In some embodiments, the first or the second recombinant release factor comprises a first recognition domain swapped with a second recognition domain. In some embodiments, the second recognition domain is from a release factor of a second organism. In some embodiments, the second recognition domain is identified using a phylogenetic screening, directed evolution, library screening, machine learning, or a combination thereof.
In some embodiments, the first or the second recombinant release factor is from a first organism. In some embodiments, the first organism comprises a eukaryotic cell or a prokaryotic cell. In some embodiments, the prokaryotic cell comprises an archaebacteria cell, a bacterial cell, or a combination thereof. In some embodiments, the eukaryotic cell comprises a yeast cell, a fungal cell, a plant cell, an animal cell, an insect cell, a mammalian cell, or a combination thereof. In some embodiments, the yeast cell comprises Saccharomyces cerevisiae.
In some embodiments, the first or the second recombinant release factor is from a second organism. In some embodiments, the second organism comprises a ciliate. In some embodiments, the ciliate comprises Blepharisma americanum, Blepharisma japonicum, Euplotes aediculatus, Euplotes octocarinatus, Stentor coeruleus, Nyctotherus ovalis, Stylonychia lemnae, Pseudocohnilembus persalinus, Ichthyophthirius multifiliis, Stylonychia lemnae, Oxytricha trifallax, Stylonychia pustulata, Stylonychia mytilus, Eschaneustyla sp. HL-2004, Gonostomum sp. HL-2004, Holosticha sp. HL-2004, Urostyla sp. HL-2004, Uroleptus sp. WIC-2003, Paraurostyla weissei, Stichotrichida sp. Misty, Stichotrichida sp. Alaska, Spironucleus salmonicida, Loxodes striatus, Paramecium tetraurelia, or Tetrahymena thermophila.
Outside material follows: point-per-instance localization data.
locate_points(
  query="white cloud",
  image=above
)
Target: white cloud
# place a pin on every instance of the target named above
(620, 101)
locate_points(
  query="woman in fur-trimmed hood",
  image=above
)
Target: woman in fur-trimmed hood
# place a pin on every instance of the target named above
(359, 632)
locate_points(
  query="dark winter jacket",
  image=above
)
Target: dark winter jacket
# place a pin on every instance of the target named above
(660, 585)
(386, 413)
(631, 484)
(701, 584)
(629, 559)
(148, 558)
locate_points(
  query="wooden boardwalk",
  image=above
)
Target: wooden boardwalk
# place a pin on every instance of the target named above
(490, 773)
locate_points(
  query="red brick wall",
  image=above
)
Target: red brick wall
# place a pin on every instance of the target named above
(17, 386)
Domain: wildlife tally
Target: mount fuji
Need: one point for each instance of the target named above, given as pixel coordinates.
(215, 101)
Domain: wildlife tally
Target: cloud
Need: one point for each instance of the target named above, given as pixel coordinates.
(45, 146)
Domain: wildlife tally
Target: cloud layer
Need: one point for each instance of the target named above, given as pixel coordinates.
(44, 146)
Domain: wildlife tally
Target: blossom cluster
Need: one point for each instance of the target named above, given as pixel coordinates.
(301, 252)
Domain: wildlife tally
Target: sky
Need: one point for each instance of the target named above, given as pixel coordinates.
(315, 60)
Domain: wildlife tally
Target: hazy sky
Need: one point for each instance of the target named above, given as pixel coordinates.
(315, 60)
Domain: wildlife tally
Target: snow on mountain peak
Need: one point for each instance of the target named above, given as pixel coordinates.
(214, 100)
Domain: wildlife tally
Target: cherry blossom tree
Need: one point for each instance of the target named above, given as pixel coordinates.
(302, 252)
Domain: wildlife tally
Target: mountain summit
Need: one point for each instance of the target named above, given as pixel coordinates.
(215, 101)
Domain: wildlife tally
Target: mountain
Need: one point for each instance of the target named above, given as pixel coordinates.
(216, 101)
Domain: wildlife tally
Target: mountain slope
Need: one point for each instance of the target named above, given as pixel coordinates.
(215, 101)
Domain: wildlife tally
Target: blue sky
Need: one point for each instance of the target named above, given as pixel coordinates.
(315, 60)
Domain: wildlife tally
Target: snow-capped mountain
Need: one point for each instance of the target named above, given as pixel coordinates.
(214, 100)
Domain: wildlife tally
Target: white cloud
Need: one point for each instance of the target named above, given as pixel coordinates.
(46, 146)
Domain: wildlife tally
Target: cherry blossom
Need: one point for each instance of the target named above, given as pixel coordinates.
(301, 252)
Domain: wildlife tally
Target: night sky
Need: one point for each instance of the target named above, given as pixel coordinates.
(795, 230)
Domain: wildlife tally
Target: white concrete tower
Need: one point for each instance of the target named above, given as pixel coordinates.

In some embodiments, the second recognition domain comprises an amino acid sequence with at least 50% sequence identity to KSSNIKS (SEQ ID NO: 3), YICDNKF (SEQ ID NO: 4), TAVNIKS (SEQ ID NO: 5), KAANIKS (SEQ ID NO: 6), KASNIKS (SEQ ID NO: 7), YYCGERF (SEQ ID NO: 8), TAESIKS (SEQ ID NO: 9), YFCDPQF (SEQ ID NO: 10), EAASIKD (SEQ ID NO: 11), KATNIKD (SEQ ID NO: 12), YFCDSKF (SEQ ID NO: 13), FDFDAES (SEQ ID NO: 14), TLIKPQF (SEQ ID NO: 15), TGDKIKS (SEQ ID NO: 16), TIIKNDF (SEQ ID NO: 17), EAASIQD (SEQ ID NO: 18), FFCDNYF (SEQ ID NO: 19), FVIVNKF (SEQ ID NO: 20), AAQNIKS (SEQ ID NO: 21), YFCGGKF (SEQ ID NO: 22), QANSIKD (SEQ ID NO: 23), YRCDSKF (SEQ ID NO: 24), GAASIKN (SEQ ID NO: 25), YSCNTIF (SEQ ID NO: 26), SAQNIKS (SEQ ID NO: 27), YYCDNRF (SEQ ID NO: 28), SAGNIKS (SEQ ID NO: 29), YFCDNSF (SEQ ID NO: 30), TAQNIKS (SEQ ID NO: 31), SAQSIKS (SEQ ID NO: 32), AANNIKS (SEQ ID NO: 33), YNCSGKF (SEQ ID NO: 34), QAQNIKS (SEQ ID NO: 35), QADCIKS (SEQ ID NO: 36), YSCDGVF (SEQ ID NO: 37), RAQNIKS (SEQ ID NO: 38), FLCENTF (SEQ ID NO: 39), or a combination thereof.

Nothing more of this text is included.